Latency Testing in a Nanosecond World
As components in the Network have got faster and more feature rich, the methods of testing and verifying a vendor's claims of superiority over their competitors must be tested and verified.
Many of the elements such as Switches, FPGA Feed Handlers, Servers and NICs operate in sub-200 nanosecond latency range. This article is my opinion, I invite you to share yours.
The Essentials
- Use OEM parts for the test rig from well known vendors in the space, that test and verify their own equipment before they go to market. It is tempting to go for cost reduction using aftermarket but if the results look sketchy, it will be questioned.
- Always use an external copy - Never use SPAN or measurement mechanisms included within the devices you are testing. I always use a good quality optical TAP to take a copy of the data to send to a TAP Aggregation device.

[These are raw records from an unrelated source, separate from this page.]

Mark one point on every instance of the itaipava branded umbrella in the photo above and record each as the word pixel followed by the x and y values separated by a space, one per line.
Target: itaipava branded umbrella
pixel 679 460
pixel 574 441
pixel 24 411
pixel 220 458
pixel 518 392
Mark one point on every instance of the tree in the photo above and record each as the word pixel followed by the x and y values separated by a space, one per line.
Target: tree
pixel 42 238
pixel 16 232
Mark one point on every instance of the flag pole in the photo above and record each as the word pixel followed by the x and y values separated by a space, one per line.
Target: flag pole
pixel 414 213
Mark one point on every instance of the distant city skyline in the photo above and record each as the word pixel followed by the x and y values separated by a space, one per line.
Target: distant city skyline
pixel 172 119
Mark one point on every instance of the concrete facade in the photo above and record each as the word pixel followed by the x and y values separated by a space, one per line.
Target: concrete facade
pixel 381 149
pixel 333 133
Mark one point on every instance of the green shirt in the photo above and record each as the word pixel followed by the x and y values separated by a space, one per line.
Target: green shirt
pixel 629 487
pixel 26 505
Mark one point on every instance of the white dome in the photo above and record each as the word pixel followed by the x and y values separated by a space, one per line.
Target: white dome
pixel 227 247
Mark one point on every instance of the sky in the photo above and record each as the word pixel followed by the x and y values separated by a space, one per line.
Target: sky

- Timestamp as close as possible to the TAP using a TAP aggregation device capable of nanosecond ingress timestamping, that ideally adds the timestamp to the header of the copied packet. That way, if you see congestion and buffer on the packet broker Network at least the timestamp is from capture point not at the analysis tool.
- Use equal cable lengths so you are working with a known quantity. We know latency for normal fibre is 4.9 nanoseconds per meter (5 nanoseconds is what most people use, but who is counting? Oh yes, YOU!!) so you can take away the latency introduced by the TAP infrastructure at each hop.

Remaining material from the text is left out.